Japan’s top financial regulator, the Financial Services Agency (the FSA) has registered a new crypto organization consisting of at least 16 crypto exchanges that are fully approved and licensed by government authorities. The association seeks to establish self-regulatory rules. It will also have authority to sanction members who do not comply with its regulations and conduct investigations.
All the 16 exchanges in the new organization dubbed the Japan Virtual Currency Association are registered by the FSA, and they recently held a meeting in which they chose a director, reports Jiji Press.
Media reports have revealed that the association intends to elect Taizen Okuyama who is currently the President of Money Partners as its Chairperson. The election will be conducted during the next meeting of the Board of Directors scheduled for 23rd April this year. Sources privy to the association’s developments say it will be launched on the same date.
Jiji Press quoted some members of the new organization saying that they intend to establish strict rules for the member crypto exchanges and as an association, they will “have authority to conduct investigations and banish member exchanges found culpable of non-compliance.”
Founding members
The founding members of the Japan Virtual Currency Exchange Association are sixteen approved and fully licensed crypto exchanges conducting operations in Japan. They include Money Partners, Quoine, Bitflyer, GMO Coin, Btcbox, SBI Virtual Currencies, Zaif, Fisco Virtual Currency, Bitocean, Xtheta Corporation, Bitarg Exchange Tokyo Company Ltd., Tokyo Bitcoin Exchange (also called DMM Bitcoin), Bittrade, Bitbank, FTT Corporation, and Bitpoint.
This crypto association becomes the third to be formally registered in Japan after the JCBA (Japan Cryptocurrency Business Association) and the JBA (Japan Blockchain Association). The latter is headed by Yuzo Kano, Bitflyer’s CEO while the President of Money Partners Group heads the former.
Sources reveal that the Japan Virtual Currency Exchange Association shall be a member of both the JCBA and the JBA, both of which shall continue their normal operations.
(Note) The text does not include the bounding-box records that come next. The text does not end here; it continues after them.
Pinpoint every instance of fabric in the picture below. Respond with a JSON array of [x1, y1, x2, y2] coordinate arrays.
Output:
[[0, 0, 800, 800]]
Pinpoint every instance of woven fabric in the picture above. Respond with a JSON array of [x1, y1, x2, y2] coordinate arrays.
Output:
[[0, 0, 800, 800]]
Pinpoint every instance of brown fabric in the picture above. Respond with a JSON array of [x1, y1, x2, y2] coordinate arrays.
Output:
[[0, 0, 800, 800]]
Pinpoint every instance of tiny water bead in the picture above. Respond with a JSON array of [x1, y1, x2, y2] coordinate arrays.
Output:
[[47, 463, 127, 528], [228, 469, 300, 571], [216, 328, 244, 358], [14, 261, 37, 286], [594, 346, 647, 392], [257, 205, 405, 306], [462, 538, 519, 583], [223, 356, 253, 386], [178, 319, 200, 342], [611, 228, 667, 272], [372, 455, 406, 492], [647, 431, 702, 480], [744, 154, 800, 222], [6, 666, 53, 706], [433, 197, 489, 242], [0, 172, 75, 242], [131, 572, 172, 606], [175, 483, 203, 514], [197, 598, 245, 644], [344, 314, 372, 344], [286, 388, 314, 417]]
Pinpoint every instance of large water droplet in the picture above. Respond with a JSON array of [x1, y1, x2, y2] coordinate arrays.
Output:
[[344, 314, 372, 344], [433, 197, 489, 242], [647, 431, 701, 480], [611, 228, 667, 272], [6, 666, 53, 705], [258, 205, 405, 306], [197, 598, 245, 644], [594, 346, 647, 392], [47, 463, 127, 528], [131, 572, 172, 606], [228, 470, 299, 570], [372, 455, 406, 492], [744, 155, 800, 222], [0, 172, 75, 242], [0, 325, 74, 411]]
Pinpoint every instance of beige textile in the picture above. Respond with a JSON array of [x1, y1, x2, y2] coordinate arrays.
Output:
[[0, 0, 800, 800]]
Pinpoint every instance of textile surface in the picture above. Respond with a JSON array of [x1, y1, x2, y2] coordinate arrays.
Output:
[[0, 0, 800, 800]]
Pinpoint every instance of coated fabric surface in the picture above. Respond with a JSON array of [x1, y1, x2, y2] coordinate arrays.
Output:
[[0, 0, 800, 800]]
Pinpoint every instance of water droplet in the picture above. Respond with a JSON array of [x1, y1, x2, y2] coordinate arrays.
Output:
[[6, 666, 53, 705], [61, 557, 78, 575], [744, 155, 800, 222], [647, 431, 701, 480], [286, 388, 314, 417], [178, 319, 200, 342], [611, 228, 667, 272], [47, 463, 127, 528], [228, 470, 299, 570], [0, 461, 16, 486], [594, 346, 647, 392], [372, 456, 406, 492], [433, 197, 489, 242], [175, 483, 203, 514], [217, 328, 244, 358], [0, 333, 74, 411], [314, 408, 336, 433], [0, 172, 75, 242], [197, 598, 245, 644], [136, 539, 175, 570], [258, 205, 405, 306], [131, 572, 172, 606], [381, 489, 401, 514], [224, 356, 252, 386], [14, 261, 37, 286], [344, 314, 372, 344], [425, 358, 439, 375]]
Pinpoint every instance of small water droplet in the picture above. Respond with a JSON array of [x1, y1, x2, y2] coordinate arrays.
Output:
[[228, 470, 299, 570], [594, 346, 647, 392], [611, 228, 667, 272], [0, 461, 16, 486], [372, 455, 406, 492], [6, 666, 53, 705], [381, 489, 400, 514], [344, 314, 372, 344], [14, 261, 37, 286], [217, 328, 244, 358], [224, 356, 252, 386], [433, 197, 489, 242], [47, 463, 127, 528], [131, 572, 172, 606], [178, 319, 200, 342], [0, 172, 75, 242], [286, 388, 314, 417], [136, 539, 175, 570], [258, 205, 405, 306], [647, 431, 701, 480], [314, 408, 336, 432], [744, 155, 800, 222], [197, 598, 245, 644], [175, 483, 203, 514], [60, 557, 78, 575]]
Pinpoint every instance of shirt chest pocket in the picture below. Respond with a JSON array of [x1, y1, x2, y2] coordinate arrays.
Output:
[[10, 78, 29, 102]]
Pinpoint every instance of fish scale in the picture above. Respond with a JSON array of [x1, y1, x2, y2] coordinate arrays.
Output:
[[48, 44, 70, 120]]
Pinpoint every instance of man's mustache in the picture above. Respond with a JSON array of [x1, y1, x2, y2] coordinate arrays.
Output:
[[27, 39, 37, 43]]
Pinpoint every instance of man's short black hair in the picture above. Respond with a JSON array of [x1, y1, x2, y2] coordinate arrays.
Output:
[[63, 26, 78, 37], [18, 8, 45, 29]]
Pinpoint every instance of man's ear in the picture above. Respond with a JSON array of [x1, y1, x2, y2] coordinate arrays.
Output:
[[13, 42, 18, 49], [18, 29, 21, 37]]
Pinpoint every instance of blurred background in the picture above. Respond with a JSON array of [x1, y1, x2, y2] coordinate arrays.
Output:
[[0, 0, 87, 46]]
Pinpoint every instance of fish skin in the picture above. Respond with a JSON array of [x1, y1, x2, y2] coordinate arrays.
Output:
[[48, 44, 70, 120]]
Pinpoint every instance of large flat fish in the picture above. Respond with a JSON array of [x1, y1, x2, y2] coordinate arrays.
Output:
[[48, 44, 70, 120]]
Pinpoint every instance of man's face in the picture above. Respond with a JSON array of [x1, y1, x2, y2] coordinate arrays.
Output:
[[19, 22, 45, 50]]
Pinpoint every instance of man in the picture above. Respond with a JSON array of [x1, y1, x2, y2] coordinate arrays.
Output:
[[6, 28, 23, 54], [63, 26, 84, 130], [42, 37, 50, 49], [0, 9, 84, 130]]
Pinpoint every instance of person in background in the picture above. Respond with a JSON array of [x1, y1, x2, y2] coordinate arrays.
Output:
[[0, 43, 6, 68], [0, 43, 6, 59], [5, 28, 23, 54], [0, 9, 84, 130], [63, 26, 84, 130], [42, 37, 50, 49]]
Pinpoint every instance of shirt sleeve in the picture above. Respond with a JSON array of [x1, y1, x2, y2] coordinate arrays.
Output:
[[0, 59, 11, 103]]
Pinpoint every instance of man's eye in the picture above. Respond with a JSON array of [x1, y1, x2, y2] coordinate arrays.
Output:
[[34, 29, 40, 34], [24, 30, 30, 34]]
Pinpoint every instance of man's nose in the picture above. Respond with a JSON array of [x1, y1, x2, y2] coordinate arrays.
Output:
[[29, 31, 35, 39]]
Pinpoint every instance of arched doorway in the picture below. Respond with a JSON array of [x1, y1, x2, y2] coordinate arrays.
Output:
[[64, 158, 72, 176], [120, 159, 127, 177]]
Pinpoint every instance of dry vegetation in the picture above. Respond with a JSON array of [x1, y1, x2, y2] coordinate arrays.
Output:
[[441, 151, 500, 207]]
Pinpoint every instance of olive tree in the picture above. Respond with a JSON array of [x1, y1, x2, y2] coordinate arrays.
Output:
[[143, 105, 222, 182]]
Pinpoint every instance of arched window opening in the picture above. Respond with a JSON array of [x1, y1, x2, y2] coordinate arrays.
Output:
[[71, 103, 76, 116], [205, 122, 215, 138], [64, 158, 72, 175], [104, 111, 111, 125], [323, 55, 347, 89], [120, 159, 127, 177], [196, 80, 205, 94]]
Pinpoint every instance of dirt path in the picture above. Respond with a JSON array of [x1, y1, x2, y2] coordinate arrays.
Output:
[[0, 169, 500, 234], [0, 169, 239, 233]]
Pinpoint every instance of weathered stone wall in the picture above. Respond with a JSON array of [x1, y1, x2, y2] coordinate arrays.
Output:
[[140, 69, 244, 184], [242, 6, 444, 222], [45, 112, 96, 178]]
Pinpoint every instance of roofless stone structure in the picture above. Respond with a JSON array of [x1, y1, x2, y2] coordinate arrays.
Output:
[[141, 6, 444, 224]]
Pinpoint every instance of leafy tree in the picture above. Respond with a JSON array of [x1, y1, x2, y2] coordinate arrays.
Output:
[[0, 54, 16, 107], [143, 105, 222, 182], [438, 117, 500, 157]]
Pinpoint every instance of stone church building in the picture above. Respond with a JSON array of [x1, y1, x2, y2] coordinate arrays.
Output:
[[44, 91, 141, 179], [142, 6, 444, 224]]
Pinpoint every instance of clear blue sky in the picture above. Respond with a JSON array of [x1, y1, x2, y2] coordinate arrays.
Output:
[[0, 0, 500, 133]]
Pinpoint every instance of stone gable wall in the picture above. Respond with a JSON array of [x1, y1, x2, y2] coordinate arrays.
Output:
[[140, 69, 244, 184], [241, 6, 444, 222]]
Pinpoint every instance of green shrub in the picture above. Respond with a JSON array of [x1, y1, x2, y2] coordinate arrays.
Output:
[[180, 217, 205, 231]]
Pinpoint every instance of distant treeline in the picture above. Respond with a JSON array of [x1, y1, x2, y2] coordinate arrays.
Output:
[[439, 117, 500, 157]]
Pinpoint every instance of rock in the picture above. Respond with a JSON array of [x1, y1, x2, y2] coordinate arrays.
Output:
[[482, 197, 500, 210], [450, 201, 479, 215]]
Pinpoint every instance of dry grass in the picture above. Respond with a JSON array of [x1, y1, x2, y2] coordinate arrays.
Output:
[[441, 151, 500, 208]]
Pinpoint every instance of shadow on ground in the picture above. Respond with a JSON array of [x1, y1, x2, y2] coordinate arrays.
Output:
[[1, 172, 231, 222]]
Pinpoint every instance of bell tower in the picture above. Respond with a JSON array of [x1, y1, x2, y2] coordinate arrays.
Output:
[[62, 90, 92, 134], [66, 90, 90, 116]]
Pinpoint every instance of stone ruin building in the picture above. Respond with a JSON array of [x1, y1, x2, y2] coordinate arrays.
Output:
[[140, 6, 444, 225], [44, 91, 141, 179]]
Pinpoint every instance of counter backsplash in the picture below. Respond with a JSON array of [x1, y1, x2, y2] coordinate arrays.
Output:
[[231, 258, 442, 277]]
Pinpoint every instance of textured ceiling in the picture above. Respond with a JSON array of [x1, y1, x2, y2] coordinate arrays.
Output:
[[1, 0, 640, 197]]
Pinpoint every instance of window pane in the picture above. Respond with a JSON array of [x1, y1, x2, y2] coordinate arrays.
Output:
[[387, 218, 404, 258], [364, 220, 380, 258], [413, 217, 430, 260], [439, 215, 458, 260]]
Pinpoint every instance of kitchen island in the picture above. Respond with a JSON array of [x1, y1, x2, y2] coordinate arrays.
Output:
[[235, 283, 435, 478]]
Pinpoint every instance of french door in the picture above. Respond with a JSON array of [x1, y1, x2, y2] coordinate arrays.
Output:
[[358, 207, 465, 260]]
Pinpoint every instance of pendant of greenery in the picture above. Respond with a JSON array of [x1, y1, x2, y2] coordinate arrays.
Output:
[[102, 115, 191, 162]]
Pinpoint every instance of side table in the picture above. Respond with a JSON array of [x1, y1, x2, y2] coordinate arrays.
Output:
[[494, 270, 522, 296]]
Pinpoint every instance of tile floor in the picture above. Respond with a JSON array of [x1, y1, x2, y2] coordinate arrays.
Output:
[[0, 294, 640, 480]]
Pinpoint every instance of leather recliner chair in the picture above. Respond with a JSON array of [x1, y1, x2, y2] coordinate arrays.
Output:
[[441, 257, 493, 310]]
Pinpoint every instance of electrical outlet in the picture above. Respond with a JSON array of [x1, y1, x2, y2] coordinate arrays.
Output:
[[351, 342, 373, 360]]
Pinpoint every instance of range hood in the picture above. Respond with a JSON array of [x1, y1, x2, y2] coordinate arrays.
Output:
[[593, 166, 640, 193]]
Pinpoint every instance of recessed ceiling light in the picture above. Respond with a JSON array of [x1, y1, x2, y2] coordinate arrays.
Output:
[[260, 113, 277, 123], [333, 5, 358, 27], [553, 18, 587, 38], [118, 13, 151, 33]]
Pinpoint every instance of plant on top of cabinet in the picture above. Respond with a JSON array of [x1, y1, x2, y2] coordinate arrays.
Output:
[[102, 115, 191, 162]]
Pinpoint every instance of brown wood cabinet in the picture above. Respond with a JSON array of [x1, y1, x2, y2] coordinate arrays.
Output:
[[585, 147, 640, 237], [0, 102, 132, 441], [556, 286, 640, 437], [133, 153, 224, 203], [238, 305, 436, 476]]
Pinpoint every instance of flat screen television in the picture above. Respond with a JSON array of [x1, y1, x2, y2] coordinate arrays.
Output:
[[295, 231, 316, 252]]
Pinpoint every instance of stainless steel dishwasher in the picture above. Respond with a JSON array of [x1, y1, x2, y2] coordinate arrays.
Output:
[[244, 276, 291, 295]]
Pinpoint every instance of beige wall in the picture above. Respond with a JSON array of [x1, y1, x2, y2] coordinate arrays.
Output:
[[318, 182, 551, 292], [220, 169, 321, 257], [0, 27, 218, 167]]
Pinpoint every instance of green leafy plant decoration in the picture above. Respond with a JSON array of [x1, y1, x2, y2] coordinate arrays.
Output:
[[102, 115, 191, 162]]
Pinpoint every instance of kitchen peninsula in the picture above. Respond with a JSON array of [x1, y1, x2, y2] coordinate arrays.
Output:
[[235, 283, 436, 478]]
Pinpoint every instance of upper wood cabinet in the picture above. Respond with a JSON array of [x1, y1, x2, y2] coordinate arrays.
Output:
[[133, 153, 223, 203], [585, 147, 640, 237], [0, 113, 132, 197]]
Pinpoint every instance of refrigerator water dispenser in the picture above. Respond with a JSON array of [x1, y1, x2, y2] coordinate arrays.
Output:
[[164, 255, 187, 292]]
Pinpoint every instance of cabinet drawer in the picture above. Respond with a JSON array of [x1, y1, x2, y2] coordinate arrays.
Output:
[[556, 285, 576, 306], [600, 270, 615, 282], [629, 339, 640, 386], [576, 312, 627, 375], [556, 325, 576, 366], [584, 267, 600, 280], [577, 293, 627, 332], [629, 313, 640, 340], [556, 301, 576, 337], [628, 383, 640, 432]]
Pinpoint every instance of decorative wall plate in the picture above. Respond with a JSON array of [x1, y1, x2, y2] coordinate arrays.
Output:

Some cryptocurrency trading platforms like the recently hacked Coincheck and GMO Coin are members of both the JBA and the JCBA.
While all the members of the new organization are approved by the Financial Services Agency, some members of the JCBA and JBA are “deemed dealers” (exchanges that the FSA has allowed to operate pending review of their applications for registration). One of such exchanges is Coincheck.
The Japanese financial watchdog is presently tightening its rules regarding deemed dealers. Professor Masashi Nakajima of Reitaku University operating in the regulator’s research group recently said that many users do not know that Coincheck is unlicensed.
“I ask for mechanisms which are easy to identify at a glance so you can indicate what exchange is unlicensed like posting on the exchanges’ websites,” one local news outlet, the Sankeibiz quoted the professor to have said.
The cryptocurrency community has welcomed this move, with most stakeholders being optimistic that it will help the cryptocurrency industry in Japan. Again, this development will likely help Japanese financial regulators regarding the control of crypto operations in the country.